The government will pursue a plan to build exemplary housing units in planned settlement sites across the country and has allocated Rwf15 billion this fiscal year in line with the ambitious project, an official at the Rwanda Housing Authority (RHA) has said.
Augustin Kampayana, the head of human settlement, planning, and development at RHA, told The New Times yesterday that construction of planned settlements, commonly known as model villages, is the way to go in relocating people living in high risk zones and promoting proper dwelling.
Rwf22 billion was allocated in the past fiscal year to kick-start the construction of model villages in all the country’s 30 districts.
Kampayana said the money will boost districts’ efforts to settle at least 30,000 households that are currently set up in scattered settlements and high risk zones.
The official said some 40,000 households from such areas were relocated and properly settled during the last fiscal year 2016/17 when the Government initiated the construction of at least one model village in every district.
“Rwf15 billion allocated for the current fiscal year 2017/18 is peanuts but our message to the people is that they should always try to use their own means to relocate to existing planned settlements.
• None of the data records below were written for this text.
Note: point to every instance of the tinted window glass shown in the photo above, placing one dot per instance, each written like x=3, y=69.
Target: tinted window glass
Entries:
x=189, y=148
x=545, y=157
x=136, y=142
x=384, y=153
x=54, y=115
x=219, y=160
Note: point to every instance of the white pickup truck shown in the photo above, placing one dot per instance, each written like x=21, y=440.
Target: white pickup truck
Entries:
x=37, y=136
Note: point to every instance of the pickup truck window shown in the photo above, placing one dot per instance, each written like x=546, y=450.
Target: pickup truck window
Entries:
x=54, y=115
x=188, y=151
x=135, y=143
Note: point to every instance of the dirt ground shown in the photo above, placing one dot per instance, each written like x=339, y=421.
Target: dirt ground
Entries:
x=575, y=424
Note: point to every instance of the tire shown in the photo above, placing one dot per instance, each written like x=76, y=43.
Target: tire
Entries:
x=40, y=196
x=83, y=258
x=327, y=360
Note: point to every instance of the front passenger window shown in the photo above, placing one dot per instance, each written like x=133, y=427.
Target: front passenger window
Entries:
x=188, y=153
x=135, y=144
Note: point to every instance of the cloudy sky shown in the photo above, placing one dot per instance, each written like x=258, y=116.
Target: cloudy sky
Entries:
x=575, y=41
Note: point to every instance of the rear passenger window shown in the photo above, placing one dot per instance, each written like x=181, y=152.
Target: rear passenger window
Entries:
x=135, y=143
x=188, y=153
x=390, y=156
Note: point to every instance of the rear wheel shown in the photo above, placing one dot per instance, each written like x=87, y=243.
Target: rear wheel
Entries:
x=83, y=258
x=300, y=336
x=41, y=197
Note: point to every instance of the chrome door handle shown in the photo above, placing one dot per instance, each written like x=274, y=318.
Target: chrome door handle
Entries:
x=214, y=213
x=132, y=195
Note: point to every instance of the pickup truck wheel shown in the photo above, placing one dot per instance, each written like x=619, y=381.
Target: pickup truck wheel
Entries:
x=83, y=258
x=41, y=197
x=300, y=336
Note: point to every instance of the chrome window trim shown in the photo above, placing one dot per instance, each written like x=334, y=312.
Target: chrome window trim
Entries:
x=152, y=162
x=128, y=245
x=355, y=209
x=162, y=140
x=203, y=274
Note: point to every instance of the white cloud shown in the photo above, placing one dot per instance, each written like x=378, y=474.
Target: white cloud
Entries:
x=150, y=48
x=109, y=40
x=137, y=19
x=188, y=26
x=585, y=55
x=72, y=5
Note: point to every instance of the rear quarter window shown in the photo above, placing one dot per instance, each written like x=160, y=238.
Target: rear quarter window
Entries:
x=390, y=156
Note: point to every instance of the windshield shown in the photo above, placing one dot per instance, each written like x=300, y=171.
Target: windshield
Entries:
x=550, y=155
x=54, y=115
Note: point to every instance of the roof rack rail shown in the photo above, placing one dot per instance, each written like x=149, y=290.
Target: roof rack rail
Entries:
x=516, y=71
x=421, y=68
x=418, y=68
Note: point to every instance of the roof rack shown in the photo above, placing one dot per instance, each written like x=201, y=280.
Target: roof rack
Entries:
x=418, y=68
That leaves the Government with the opportunity to focus on availing basic infrastructure to the planned settlements,” he said.
The money allocated in the current fiscal year will be used to increase the number of housing units in different model villages whose construction was kicked off in every district across the country last year, providing basic infrastructure like water and electricity in the existing villages, as well as essential amenities like nursery schools and community halls, among others.
The efforts will help address the issue of scattered settlements across the country, which is sometimes an obstacle to fast development of residents in communities and a potential cause of disasters in case some settlements are set up in high risk zones such as swamps and steep slopes.
“The more people live in planned settlements, the less risks we will have when it comes to settlement-related disasters,” Kampayana said.
Local officials have welcomed the government’s continued funding for the construction of model villages, with engineers and leaders in Rutsiro and Ngororero districts revealing that the money will help them implement projects that are already on-going and needed a boost.
In Rutsiro, a portion of the fund will help provide water and electricity, an early childhood development centre, a community road, and two additional four-in-one housing units in Kivumu Sector’s Karungu model village.
“Our model villages need extension; not all the plots are built up and not all the needed infrastructure are there yet. We need to equip them with water, kraals, main halls for community events, and many other amenities. Such funds from the government are always a boost for us,” said Innocent Gakuru, the vice mayor for economic affairs in Rutsiro District.
The Mayor of Ngororero District, Godfrey Ndayambaje, told The New Times that the Government funding in the current fiscal year will mostly be used to build new model villages in the district.
“When model villages are built, they are mostly handed to vulnerable citizens. If we can build more model villages, it can reduce the number of people who live in high risk zones,” he said, adding that his district will get funding to build homes for 40 households in the current fiscal year.
Officials at RHA have estimated that about 260,000 households across the country have been set up in scattered settlements and should ideally be relocated to planned settlements where access to essential infrastructure is crucial for fast and inclusive development.
Under the country’s Vision 2020, the Government has predicted that at least 70 per cent of Rwandans in rural areas will be living in planned settlements by the year 2020.
The current rate is 55.8 per cent according to the most recent national household survey, the fourth Integrated Household Living Conditions Survey, which was published in September 2015.